Saturday, August 25, 2018

Infrastructure as code - troposphere

Much is said about infrastructure as code but, in my experience, very few (if any) companies do it. Personally, I've never seen one. Companies work in the cloud as they used with physical infrastructure, starting machines, defining subnets and configuring load balancers manually. Then they write a bunch of shell scripts on these machines and claim their infrastructure is automated.
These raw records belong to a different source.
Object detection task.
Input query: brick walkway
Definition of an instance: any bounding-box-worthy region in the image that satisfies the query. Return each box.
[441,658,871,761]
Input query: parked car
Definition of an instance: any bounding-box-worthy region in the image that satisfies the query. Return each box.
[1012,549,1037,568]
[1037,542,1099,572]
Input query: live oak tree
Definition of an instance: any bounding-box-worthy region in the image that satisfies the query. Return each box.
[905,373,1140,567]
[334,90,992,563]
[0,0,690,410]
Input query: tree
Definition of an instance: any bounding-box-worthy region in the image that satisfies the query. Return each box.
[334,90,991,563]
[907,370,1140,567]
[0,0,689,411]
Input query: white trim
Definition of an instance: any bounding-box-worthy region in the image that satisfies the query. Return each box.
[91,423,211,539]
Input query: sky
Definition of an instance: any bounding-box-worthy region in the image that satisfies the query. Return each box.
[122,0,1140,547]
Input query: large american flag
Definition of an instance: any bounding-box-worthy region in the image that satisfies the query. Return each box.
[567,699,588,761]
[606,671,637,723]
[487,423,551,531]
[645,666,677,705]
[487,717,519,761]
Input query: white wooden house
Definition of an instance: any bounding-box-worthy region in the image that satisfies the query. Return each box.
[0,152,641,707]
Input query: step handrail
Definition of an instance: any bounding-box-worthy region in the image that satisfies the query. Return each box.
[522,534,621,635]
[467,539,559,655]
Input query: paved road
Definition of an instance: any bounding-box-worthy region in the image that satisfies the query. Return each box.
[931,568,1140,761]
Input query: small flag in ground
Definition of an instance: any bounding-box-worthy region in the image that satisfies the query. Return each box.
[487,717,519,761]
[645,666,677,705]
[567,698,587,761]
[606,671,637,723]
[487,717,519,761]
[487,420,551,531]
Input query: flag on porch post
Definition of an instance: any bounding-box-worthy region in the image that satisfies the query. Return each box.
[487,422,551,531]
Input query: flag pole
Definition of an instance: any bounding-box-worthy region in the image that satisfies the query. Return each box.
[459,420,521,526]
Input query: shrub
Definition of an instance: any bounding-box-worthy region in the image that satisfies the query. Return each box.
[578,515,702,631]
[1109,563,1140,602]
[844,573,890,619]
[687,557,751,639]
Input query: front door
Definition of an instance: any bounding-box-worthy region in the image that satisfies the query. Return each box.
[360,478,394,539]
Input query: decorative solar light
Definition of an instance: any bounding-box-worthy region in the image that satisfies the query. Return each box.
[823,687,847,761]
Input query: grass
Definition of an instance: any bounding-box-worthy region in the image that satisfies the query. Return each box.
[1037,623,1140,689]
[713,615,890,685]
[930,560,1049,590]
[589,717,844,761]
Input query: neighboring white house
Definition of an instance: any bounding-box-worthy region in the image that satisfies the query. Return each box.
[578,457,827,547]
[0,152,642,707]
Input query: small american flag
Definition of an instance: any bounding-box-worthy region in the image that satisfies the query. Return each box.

We were no different and followed exactly that same recipe. There's nothing wrong with that and it's a very efficient strategy when one has to manage just a few products running on a few dozen machines. But things start to get out of control when the amount of resources being managed grow past a certain point (for us this point was around 10 products running in 3 AWS regions). That was when we took the decision to embrace infrastructure as code.

The first difficulty I faced was to get used to the cloud formation API. I was used to interacting with AWS only by the web console and its fantastic wizards so I never spent much time learning all the attributes of the resources created and how they applied to different scenarios. When using the cloud formation API I didn't have the wizards so knowing the resources attributes and how they were supposed to be used became necessary. It was not a big pain, for sure, but it took me some time to get used to the AWS documentation (very good, by the way!) and get reasonably fluent building my stack templates.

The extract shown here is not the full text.